The bombing is the ultimate consequence of Nixon's program of Vietnamization, which has turned over all the ground fighting, and thus nearly all the casualties, to the South Vietnamese army. With the decreasing rate of American casualties and periodic reductions in the number of U.S. troops, Nixon has hoped to quiet antiwar sentiment domestically while preventing the collapse of the Saigon government. Because the South Vietnamese army is clearly unable to bear the brunt of the fighting, as the disastrous results of the invasion of Laos showed last February. Nixon must have U.S. troops to do the job for them. And the only way he can use U.S. troops without a politically damaging increase in casualties is extensive bombing of North Vietnam to hamper the flow of supplies to troops in and around South Vietnam.
However, bombing, even when most effective strategically, can only temporarily stave off attacks. As the evidence contained in the Pentagon Papers repeatedly demonstrated, bombing cannot destroy the North Vietnamese potential for fighting and supplying its armies in the South because North Vietnam does not manufacture its own supplies but receives most of them as aid from China and the Soviet Union. To have any long-term effect on the ability of the Saigon government to survive, the bombing must be heavy and continuous as long as there is any threat of a North Vietnamese offensive. Thus, Nixon's Vietnamization strategy and the bombing which it entails spell a continued U.S. presence in Vietnam for years, if not decades, to come.

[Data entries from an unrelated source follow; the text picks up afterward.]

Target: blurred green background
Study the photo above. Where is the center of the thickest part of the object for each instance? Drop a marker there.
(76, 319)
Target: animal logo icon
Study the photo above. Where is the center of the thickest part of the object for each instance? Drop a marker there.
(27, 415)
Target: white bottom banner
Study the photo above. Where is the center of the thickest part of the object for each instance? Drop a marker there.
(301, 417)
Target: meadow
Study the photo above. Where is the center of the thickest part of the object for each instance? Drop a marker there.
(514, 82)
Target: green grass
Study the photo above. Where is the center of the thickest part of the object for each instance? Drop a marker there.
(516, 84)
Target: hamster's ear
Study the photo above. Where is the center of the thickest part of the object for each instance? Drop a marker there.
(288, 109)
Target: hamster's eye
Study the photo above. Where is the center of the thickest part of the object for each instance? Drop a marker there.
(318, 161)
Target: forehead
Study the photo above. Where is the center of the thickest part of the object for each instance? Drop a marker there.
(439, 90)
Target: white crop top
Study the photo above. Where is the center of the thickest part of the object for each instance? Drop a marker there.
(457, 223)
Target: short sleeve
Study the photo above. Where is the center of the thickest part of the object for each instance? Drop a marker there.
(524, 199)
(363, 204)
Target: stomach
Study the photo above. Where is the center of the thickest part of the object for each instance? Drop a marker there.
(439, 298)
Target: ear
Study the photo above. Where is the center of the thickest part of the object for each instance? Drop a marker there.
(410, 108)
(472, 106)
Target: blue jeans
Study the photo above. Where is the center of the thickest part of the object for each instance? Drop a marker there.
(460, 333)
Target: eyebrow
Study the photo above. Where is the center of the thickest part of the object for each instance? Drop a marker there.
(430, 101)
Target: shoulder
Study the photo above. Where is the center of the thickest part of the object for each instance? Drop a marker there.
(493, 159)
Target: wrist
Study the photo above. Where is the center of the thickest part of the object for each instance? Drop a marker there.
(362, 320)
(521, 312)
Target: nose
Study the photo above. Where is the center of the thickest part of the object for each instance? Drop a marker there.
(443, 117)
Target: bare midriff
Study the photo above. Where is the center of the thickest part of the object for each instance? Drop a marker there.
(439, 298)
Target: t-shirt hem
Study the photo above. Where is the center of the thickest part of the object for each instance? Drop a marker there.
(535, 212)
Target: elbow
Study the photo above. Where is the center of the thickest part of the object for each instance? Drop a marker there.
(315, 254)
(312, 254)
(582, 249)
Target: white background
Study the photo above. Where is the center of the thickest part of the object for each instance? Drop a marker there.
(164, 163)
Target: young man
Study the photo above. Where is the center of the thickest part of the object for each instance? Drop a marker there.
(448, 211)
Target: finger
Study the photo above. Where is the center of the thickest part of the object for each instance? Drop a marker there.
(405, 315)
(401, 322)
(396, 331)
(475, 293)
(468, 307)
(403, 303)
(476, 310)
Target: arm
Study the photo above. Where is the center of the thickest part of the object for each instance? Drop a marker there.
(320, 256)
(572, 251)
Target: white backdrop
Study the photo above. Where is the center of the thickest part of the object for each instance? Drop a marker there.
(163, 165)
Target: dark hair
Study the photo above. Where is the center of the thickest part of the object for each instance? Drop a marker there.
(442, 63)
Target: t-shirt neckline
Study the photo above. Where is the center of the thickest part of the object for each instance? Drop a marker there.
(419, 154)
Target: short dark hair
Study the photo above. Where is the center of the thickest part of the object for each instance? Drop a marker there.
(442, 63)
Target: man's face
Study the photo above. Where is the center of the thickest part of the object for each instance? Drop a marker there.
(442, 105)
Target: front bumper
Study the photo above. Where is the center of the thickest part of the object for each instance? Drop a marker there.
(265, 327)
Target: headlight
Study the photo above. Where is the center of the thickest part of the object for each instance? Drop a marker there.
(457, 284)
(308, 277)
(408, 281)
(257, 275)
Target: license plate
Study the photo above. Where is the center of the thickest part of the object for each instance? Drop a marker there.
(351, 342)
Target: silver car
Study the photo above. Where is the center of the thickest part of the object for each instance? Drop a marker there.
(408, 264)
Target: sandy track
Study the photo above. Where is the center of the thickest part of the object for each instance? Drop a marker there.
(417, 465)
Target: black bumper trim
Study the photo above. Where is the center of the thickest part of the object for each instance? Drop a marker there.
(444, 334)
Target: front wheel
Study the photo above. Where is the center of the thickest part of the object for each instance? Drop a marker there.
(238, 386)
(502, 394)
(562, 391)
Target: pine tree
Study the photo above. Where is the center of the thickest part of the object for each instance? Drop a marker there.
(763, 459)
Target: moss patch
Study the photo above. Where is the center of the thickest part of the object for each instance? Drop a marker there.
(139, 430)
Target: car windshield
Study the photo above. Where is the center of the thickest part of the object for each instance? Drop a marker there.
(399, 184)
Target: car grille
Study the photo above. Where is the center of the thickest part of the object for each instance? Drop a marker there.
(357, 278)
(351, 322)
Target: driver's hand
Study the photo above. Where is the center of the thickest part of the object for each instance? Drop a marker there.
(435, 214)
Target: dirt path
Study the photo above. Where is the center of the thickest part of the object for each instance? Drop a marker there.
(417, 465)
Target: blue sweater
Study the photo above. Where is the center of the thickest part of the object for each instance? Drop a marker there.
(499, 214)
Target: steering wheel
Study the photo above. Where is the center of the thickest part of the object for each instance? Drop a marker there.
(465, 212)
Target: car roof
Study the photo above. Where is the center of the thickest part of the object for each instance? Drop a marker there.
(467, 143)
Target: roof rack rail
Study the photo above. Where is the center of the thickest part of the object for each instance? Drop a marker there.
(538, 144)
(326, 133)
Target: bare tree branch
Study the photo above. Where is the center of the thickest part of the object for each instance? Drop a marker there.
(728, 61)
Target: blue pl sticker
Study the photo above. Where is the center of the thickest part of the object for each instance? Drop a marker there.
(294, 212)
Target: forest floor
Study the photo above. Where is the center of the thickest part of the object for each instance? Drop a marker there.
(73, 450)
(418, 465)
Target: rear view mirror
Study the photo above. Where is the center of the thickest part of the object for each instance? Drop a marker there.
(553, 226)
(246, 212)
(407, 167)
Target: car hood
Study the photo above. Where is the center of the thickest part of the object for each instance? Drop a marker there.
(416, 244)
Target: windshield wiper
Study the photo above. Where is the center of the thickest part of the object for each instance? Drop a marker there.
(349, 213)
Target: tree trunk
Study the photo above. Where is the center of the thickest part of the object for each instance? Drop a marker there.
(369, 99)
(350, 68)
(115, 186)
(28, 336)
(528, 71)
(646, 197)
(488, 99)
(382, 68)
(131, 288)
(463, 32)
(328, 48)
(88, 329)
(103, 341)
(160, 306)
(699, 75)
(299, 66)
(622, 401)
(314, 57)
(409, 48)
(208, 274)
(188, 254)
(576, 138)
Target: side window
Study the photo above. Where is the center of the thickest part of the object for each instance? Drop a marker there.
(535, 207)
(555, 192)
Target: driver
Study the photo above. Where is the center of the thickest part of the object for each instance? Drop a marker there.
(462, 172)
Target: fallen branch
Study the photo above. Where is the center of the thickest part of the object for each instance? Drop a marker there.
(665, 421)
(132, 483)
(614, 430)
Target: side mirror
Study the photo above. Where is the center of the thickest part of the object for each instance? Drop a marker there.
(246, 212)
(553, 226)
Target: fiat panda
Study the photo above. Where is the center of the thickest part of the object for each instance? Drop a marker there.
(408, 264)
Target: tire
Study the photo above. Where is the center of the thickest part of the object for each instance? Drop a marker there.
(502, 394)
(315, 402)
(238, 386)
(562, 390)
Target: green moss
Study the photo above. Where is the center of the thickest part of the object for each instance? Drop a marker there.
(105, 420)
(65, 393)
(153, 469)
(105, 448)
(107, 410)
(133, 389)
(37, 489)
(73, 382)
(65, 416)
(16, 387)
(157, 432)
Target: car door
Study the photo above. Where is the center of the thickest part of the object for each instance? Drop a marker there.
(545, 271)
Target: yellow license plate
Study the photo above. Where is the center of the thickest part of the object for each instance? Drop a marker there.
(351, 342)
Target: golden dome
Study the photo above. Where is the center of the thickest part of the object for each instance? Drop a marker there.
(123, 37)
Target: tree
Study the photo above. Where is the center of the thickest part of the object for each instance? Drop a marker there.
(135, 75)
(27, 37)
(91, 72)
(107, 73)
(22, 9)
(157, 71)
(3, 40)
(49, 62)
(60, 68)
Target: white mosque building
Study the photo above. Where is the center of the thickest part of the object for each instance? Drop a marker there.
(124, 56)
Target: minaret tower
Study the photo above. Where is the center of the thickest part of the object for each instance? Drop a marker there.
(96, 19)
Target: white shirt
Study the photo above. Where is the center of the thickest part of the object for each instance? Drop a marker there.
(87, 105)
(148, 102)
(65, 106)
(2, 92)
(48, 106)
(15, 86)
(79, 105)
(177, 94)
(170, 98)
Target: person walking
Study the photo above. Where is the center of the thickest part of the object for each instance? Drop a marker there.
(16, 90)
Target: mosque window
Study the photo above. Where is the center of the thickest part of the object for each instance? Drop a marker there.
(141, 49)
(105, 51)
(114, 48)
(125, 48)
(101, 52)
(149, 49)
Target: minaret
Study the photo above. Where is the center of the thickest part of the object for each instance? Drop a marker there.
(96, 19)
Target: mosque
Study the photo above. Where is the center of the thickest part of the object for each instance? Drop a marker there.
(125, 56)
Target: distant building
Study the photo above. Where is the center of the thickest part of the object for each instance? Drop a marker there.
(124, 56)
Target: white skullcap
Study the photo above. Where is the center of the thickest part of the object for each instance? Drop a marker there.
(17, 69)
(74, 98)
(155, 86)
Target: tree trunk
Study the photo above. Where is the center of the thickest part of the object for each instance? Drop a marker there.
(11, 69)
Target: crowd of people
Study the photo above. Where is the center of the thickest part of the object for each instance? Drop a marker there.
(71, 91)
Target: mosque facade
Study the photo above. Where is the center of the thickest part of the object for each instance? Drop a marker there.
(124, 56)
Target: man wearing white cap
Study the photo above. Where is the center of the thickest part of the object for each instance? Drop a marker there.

The bombing also means an enormous and continuous loss of life among the Vietnamese, as well as the Laotians and Cambodians. With these most recent bombings, Nixon has now dropped a greater tonnage of bombs on Indochina than Johnson did during his term of office. All told, more bombs have been dropped in the Indochina war than in any war in history. Nixon has tried to sell the American public the myth that only military and strategic targets are being bombed. He fails to point out, however, that because we are fighting guerillas, U.S. strategy considers virtually all of Indochina a military or strategic target.
The continuous downpour of American bombs has rendered the Indochinese countryside bare of vegetation, and has forced the peasants who survive the attacks to flee to refugee camps and urban slums.
The bombing also shows Nixon's total lack of interest in any effort to negotiate with the Vietnamese, whether the negotiations concern ending the war or merely the release of American prisoners-of-war. Nixon's escalation will only prolong the war and place the future freedom of American POWs in jeopardy.
The Nixon Administration has once again presented a challenge to all Americans who oppose the war and believe in total U.S. withdrawal. We, as students, must not give the policies of the Nixon Administration the assent inherent in silence. We must show our outrage at this latest atrocity through participation in demonstrations, support for militant actions such as those of the Vietnam Veterans Against the War, the withholding of Federal taxes, and support for political candidates favoring total withdrawal. Nixon's escalation of the bombing is a ruthless political act and the response must be political, not passive silence while the killing goes on.